Compression Variables:
- Tablet press speed
- Compression force
- Weight and compression force
- Powder feed rate into dies
Response Tests:
- Appearance
- Tablet weight
- Thickness
- Hardness
- Friability
- Content uniformity
- Disintegration time
- Dissolution
- Assay
Coating Process Validation
- Equipment Cleaning: Check and ensure the coating pan and other equipment's are cleaned.
- Process Parameters: Check and ensure that the tablets is deducted, the speed of the coating pan inlet and exhaust air temperature, spray rate, spray type, temperature of the coating solution.
- Post-Coating Testing: After coating is completed, samples are collected for dissolution testing and weight variation.
Coating Variables:
- Spray rate
- Pan speed
- Airflow rate
- Pan loading
- Inlet temperature
- Exhaust temperature
- Spray guns assembly
Response Tests:
- Average weight
- Weight of 20 tablets
- Thickness
- Assay
- Dissolution/disintegration
- Mottling or speckling
Process Validation Protocol
A validation protocol showing how validation will be performed, including test parameters, product characteristics, production equipment, and decision points on what constitutes acceptable test results.

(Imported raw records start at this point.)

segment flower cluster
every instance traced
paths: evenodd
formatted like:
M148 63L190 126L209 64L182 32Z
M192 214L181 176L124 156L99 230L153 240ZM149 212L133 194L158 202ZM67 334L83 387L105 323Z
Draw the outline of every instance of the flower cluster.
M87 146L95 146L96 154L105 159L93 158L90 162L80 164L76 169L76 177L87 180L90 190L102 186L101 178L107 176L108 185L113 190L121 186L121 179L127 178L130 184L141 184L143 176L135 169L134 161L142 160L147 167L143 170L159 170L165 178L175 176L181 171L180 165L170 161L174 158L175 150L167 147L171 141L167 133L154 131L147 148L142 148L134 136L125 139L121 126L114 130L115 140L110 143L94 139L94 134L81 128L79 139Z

It should include the following items:
| Component | Description |
|---|---|
| Purpose | Clear statement of what the validation aims to achieve |
| Scope | Defines the boundaries and extent of the validation study |
| Responsibilities | Roles and responsibilities of assessment team members |
| Acceptance Criteria | Predefined standards that must be met for validation to be successful |
| Critical Parameters | Identification of critical process and product parameters |
| Product Details | Complete description of the product being validated |
| Reference Documents | Documents for method of manufacturing and testing |
| Reason for Validation | Justification for conducting the validation study |
| Bill of Raw Materials | Complete list of raw materials with specifications |
| Equipment Details | Specifications and qualifications of equipment used |
| Process Flow Chart | Visual representation of the manufacturing process |
| Critical Process Stages | Identification of stages to be validated |
| Validation Batch Summary | Details of validation batches including size and number |
| Deviation Procedure | Protocol for handling deviations during validation |
| Evaluation & Conclusion | Framework for evaluating results and making recommendations |
Validation Report
At the end of the Process Validation a Validation report is need to be prepared. The tests results and conclusions of Validation Protocol documented and summarized in a process validation report. The validation report should include the following items:
Report Components:
- Aim of the validation study
- Batch No. and Batch size
- Process summary
- Verification of critical process controls
- Conclusion
- Attachments
Key Elements:
- Comprehensive documentation of all test results
- Analysis of data against acceptance criteria
- Documentation of any deviations and their investigation
- Clear conclusion on validation status
- Recommendations for routine manufacturing
- Signatures of responsible personnel
Regulatory Importance:
The validation report serves as the definitive documented evidence that the process has been validated and is capable of consistently producing products meeting predetermined specifications. This document is critical for regulatory submissions and inspections.